Per i titolari degli stabilimenti balneari è indubbiamente una buona notizia, anche se per ora non c’è nessuna certezza su come andrà a finire. Intanto, però, il senatore della Lega William De Vecchis ha acceso le speranze: “Il Governo – ha dichiarato in una nota che fa seguito all’incontro che si è tenuto ieri sul tema ‘La questione balneare italiana e spagnola a confronto: analisi della Ley de Costas spagnola’ – sta lavorando per costituire un tavolo tecnico, cui parteciperanno sicuramente anche gli organizzatori del convegno, per scardinare i preconcetti, fare finalmente luce sulla materia e risolvere definitivamente il problema”.
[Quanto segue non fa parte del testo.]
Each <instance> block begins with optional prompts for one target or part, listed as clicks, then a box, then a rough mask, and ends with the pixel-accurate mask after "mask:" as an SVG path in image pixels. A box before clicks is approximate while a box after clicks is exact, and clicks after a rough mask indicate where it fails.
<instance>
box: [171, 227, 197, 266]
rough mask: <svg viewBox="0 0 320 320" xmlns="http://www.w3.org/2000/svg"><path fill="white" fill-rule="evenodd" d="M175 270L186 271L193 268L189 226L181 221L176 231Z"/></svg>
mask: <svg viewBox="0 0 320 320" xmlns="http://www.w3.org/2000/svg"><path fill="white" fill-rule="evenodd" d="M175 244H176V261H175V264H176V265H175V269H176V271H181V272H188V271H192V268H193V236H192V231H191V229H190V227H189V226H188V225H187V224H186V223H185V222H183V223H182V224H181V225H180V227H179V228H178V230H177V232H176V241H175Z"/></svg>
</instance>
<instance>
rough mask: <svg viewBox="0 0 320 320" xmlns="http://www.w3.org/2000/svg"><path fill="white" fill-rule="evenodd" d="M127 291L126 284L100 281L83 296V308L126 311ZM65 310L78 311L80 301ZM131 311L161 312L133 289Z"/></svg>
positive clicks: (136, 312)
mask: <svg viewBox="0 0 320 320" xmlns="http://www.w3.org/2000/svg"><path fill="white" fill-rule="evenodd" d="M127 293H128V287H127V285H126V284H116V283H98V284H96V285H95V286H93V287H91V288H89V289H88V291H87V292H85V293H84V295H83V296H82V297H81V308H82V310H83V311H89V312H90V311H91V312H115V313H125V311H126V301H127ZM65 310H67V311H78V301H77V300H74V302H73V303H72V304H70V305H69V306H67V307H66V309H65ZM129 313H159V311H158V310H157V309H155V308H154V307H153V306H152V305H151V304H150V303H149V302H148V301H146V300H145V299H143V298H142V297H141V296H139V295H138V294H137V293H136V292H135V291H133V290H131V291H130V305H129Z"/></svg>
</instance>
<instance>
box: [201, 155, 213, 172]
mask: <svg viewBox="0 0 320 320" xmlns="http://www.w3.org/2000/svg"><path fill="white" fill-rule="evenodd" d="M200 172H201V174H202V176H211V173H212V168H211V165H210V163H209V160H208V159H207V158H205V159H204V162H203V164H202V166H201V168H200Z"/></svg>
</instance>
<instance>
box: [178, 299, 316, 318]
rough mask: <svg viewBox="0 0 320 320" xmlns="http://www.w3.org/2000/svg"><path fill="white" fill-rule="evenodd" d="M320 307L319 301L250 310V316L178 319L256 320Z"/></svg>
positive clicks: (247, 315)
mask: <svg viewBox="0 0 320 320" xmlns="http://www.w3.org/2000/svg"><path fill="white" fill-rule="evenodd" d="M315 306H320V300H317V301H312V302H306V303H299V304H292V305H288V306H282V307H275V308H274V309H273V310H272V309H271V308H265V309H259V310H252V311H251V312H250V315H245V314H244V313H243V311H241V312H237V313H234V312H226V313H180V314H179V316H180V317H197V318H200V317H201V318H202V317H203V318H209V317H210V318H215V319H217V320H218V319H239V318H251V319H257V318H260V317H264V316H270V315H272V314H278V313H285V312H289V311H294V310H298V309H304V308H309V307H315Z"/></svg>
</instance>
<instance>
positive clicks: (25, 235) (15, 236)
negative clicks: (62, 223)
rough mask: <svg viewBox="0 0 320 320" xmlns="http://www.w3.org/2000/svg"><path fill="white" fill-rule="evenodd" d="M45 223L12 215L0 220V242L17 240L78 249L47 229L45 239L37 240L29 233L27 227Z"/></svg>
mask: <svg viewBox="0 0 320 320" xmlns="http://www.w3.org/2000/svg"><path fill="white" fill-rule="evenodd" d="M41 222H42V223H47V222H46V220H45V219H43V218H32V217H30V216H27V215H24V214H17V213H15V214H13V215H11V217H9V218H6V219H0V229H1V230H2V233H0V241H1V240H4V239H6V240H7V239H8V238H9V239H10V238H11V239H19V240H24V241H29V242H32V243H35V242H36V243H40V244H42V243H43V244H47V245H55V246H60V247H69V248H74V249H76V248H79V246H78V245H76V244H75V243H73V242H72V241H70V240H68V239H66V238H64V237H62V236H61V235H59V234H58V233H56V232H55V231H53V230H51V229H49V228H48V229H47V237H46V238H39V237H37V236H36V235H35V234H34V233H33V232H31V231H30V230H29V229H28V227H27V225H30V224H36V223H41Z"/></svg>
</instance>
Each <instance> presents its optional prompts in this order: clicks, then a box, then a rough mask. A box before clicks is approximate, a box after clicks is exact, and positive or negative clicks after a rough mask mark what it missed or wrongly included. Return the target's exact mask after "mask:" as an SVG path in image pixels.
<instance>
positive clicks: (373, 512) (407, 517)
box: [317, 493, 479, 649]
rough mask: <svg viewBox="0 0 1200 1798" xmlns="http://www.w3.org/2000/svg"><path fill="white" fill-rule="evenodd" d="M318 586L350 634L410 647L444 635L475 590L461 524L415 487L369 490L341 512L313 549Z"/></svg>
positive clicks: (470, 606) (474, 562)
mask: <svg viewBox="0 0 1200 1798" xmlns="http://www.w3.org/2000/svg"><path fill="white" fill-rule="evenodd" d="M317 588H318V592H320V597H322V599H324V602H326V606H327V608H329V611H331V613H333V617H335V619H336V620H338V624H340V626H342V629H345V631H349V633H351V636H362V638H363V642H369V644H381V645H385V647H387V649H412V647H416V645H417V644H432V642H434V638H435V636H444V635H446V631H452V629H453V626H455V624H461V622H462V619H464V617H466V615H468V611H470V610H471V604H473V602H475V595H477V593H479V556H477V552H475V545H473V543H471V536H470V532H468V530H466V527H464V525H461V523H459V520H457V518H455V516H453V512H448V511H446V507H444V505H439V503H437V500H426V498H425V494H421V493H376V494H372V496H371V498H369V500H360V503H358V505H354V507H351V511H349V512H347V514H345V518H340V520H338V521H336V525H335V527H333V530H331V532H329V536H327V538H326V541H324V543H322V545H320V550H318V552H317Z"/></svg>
La ‘materia’ sono le concessioni di beni demaniali e, in particolare, di tratti di litorale a uso turistico. Il ‘problema’ è la Bolkestein, la direttiva europea del 2006 che prevede, tra l’altro, l'obbligo di mettere al bando quelle concessioni di spazi pubblici e beni demaniali che siano in scadenza, consentendo la partecipazione anche agli operatori stranieri. In un Paese come il nostro, nel quale invece la prassi abituale era il rinnovo pressoché automatico, la normativa UE è stata vista fin dal primo momento come fumo negli occhi.
L’aggancio internazionale ha ragioni precise. Come ha spiegato il legale iberico David Egea Villalba, infatti, “in Spagna la Bolkestein non è mai arrivata perché il Parlamento ha legiferato subito con tre differenti leggi, compresa la Ley de Costas che ha ricevuto solo 106 voti contrari dall'opposizione e successiva segnalazione in UE, ma senza alcuna infrazione”.
Qui da noi, invece, c’è stato il recepimento nel 2010 e poi, tanto per cambiare, la questione è finita nel limbo delle situazioni irrisolte. Una proroga dopo l’altra e amen.
Il sindacato ‘La base balneare’, che è il promotore del succitato convegno, ha intenzione di dare battaglia sul piano legale. E ritiene di aver trovato l’arma decisiva in una revisione delle normative di settore che ricalchi il modello adottato in Spagna, dove “la Bolkestein non è considerata per gli stabilimenti balneari perché in quella nazione c'è la distinzione tra i beni, i servizi e le imprese balneari, da subito considerati beni, oltre che un asset strategico per una nazione e degno di protezione, cosa che non ha mai fatto l'Italia, unico Stato che interpreta la direttiva Bolkestein in questo modo”.
Ovviamente è una posizione di parte, in cui si mescolano delle buone ragioni e dei fortissimi motivi di puro interesse. Se è vero che il lassismo dei decenni precedenti ha indotto tanti titolari di concessioni balneari a investire moltissimo, nel presupposto che i rinnovi proseguissero più o meno all’infinito, ciò non deve mai far dimenticare che il litorale è e deve restare un bene demaniale. Che si può affidare ai gestori per un tempo anche lunghissimo, ma che non deve mai perdere la sua natura di bene pubblico. E non soltanto in senso formale.